Лиза — высокая худощавая девушка с совсем неразвитыми формами, бледной кожей, длинной русой косой и сероголубоватыми, слегка близорукими глазами, с тем внутрь обращенным взором, который служит признаком сильно развитой умственной жизни. Она немного застенчива и неуклюжа, ее движения несколько неловки, руки слишком длинны и всегда висят, как палки. Она вовсе не то, что называется «хорошенькая девушка», и никому из мужчин не пришло бы в голову помечтать об этой пятнадцатилетней девушке, да и ей не приходило в голову видеть в мужчине существо, могущее заставить сердце сильнее биться или вызвать сладкое волнение. Читала она все, что ей попадало под руку, и знала поэтому и то, что различные писатели думали, что девушка в пятнадцать лет должна быть влюблена. Были у нее и школьные подруги, которые показывали ей любовные письма. Но все это ни мало не трогало ее. Она находила все это таким глупым, ребяческим. Нет, читать и учиться чему нибудь, сдать экзамен, стать самостоятельной, жить отдельно в студенческой комнате — вот что в ее грезах казалось ей высшим счастьем. Выходить замуж она не хотела никогда — выйти замуж, иметь детей и надрываться от тяжелого труда — нет, спасибо!
Но если отец не получит места — что тогда выпадет на ее долю! Она должна тогда остаться дома в качестве няньки — мать говорила, что в таком случае они не могут больше держать служанку, а отец выразился: — «большая девочка должна в таком случае помогать своей маме».
— Лиза! Лиза! — закричал маленький Освальд, — прослушай теперь мой урок!
— Мне некогда. Пусть Отто прослушает.
— Я! — воскликнул тринадцатилетний Отто, покраснев от досады. — С ума ты сошла! У меня у самого столько уроков, а я ни одного из них не знаю еще.
— Я тоже не знаю своего урока.
— Твоего! твоего урока! Ну, это не важно, ты, ведь, учишься только для своего удовольствия. А если меня не переведут...
— Ну так что же. Ты можешь тогда бросить школу и учиться ремеслу. Если папа не получит места, то не будет иметь средств дать нам возможность учиться.
— Нам! Тебе, хочешь ты сказать.
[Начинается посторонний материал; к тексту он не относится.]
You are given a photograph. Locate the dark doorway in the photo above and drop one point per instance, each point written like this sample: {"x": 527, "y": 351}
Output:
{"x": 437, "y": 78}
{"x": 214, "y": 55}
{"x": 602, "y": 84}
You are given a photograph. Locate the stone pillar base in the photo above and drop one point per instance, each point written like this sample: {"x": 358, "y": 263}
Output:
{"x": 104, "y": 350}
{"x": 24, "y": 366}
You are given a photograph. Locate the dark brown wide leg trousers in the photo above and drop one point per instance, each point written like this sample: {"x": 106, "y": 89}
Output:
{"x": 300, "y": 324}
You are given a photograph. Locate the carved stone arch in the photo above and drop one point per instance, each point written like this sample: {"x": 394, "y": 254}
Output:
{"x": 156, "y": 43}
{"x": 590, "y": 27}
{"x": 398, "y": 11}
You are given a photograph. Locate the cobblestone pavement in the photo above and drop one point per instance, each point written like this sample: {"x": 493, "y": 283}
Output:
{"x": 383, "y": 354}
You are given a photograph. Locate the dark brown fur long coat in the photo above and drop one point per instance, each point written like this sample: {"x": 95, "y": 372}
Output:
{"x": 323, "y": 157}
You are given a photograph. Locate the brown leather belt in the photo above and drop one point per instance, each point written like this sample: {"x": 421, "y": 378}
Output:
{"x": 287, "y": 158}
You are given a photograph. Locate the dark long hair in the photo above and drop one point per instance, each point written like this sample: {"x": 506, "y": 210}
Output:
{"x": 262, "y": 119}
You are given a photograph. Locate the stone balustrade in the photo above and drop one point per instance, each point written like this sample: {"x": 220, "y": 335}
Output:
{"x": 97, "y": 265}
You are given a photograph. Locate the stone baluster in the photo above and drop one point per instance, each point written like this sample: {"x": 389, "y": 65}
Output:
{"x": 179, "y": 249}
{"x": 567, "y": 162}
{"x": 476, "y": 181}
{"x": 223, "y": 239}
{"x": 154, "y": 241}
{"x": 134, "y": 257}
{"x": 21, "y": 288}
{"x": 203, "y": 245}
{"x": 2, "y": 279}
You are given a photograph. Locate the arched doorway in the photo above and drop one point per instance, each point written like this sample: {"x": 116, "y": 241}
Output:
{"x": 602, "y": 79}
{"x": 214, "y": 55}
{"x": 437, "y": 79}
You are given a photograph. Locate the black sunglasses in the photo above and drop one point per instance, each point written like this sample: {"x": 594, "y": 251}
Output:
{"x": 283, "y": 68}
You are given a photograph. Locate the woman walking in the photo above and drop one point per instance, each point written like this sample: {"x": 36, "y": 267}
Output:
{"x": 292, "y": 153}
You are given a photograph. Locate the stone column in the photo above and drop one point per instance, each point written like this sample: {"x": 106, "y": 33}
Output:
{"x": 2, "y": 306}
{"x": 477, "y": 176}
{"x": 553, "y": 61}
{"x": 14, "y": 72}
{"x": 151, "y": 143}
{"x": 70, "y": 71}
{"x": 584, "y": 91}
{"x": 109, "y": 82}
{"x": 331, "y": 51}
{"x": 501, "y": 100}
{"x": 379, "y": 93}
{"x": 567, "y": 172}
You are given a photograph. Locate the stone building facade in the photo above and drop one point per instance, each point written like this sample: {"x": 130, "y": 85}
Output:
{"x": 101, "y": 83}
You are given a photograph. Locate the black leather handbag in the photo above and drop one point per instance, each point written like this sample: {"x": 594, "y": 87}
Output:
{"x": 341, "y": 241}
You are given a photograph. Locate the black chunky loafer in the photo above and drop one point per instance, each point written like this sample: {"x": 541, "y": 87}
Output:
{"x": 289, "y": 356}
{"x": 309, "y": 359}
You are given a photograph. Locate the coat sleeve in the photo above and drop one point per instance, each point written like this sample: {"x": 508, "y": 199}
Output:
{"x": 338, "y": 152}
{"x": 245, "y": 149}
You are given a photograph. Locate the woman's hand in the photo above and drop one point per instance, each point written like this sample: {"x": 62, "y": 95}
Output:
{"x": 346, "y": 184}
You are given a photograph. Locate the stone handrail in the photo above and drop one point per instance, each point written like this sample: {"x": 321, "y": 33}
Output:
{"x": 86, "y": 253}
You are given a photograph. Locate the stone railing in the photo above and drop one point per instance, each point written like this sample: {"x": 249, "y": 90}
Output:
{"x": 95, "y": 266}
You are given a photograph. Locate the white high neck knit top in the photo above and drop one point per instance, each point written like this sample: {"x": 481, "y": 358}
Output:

Мужчина-то во всяком случае должен чему нибудь учиться. А девушка может быть полезной и дома.
Пока они спорили, маленький Освальд прибегнул к помощи матери.
— Мама, разве Лиза не должна прослушать мой урок?
— Лизочка, — сказала мать мягко, как обыкновенно, — будь так добра. Ты знаешь, я не знаю немецкого языка, иначе бы я...
Лиза быстро захлопнула историю Гейера, взяла Освальда за руку, заставила показать в книге, что ему было задано, и стала громким, раздраженным голосом спрашивать урок.
Раздался звонок. Маленькая Маргарита побежала и отворила дверь тете Марии, другу семейства, которая явилась со своим рабочим мешком на руке.
Обе женщины стали говорить о своих детях и о хозяйстве.
— Хорошо тебе, что у тебя есть такая большая помощница, — сказала тетя Мария.
Между тем Маргарита и Густав придумали необыкновенно веселую игру. Они поставили доску, прислонив конец ее к оконному косяку; доска эта должна была изображать ледяную гору, с которой они и стали кататься к великой радости их самих, но к большему ущербу для их штанишек. Скоро оказались и другие, гораздо худшие последствия катанья. Маргарита зацепилась платьем, потеряла равновесие и упала ничком на пол, выбила зуб и в клочья разодрала юбку.
Поднялась суматоха. Лиза должна была, конечно, оставить книги и помогать матери смыть кровь с лица девочки, вынуть выбитый зуб и успокоить ее. Затем надо было приняться за изорванное платье. У нее не было другого платья, в котором она могла бы завтра идти в школу. Починка его должна занять весь вечер — и прощай история Гейера!
— Мне до этого дела нет, — горячилась Лиза, — ты можешь ходить оборванною, как хочешь — мне некогда.
— Лизочка, — снова послышался молящий голос матери, — Ты видишь, у меня целая куча чулок, да еще штаны Отто — я не могу успеть управиться со всем этим.
— Отто может сам чинить свои штаны, мне что за дело.
— Фу, Лиза, как не стыдно тебе быть настолько неженственной, — выпалил Отто.